Wanted by two sides

September 28, 2018

In the early hours of Saturday morning, 22 September Hay’at Tahrir as-Sham arrested Yaser Saleem, a lawyer from Kafranbel. That small city became famous in the early years of the conflict in Syria as the citizens took to the streets with banners in English, often even with a cartoon appealing to a western public.

Yaser has been a leading revolutionary figure there, with very strong values and principles and an important message of justice and unity. He participated in the demonstrations in Kafranbel last Friday and carried a cartoon calling for the release of the people from Suweida kidnapped by ISIS. In July, ISIS fighters taken out of South Damascus to the eastern desert by the Assad regime committed a massacre against the Druze population in Suweida and kidnapped a group of women and children who remain in the hands of ISIS until today.

Photo from Facebook. Yaser is in the middle.

Earlier last week, Yaser had posted on Facebook that he hoped the people of Foua and Kefraya would return to their homes.

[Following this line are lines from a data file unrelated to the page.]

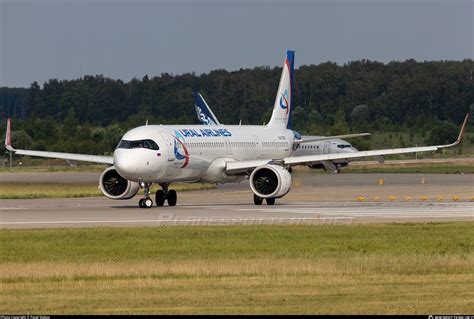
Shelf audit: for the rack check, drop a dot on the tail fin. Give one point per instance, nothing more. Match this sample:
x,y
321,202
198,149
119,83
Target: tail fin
x,y
203,111
281,116
8,137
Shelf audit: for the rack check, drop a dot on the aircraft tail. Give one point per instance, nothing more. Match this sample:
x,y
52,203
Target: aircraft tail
x,y
203,111
281,116
8,137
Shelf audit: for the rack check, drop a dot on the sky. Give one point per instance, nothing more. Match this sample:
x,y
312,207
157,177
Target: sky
x,y
64,39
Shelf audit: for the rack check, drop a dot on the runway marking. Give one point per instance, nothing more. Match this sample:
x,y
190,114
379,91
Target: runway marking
x,y
189,220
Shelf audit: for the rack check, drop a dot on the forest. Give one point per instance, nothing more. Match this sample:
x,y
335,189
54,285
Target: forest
x,y
90,114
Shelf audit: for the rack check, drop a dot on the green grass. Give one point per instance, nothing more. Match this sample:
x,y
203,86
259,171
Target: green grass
x,y
389,268
69,190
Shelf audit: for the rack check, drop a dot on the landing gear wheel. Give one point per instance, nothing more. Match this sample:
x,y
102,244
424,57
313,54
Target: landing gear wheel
x,y
147,202
257,200
270,201
160,197
172,197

Foua and Kefraya are two shia villages in Idlib that have been under siege from opposition groups for years and were forcibly displaced in July at the end of the siege (See our latest Siege Watch report). Yaser also posted a message in support for Kurdish rights.

As we feared, these anti-sectarian messages confronting the divide-and-rule logic of the Assad regime and radical armed groups were not appreciated by HTS and on Friday night HTS raided Yaser’s house and arrested him and Abdelhamid Bayoush, who was visiting him. Abdelhamid was released on Monday, but Yaser remains in detention. Activists in Idlib like Yaser are under a double oppression, they are wanted by the Assad regime and wanted by radical islamic armed groups.

On Tuesday 25 September, people in Suweida, on the other side of the country and under the control of the Assad regime, went out in a call for Yaser’s release.

Last year researcher Haid Haid wrote a study about Hay’at Tahrir as-Sham in which he explains how people like Yaser resist in a peaceful way the jihadi group.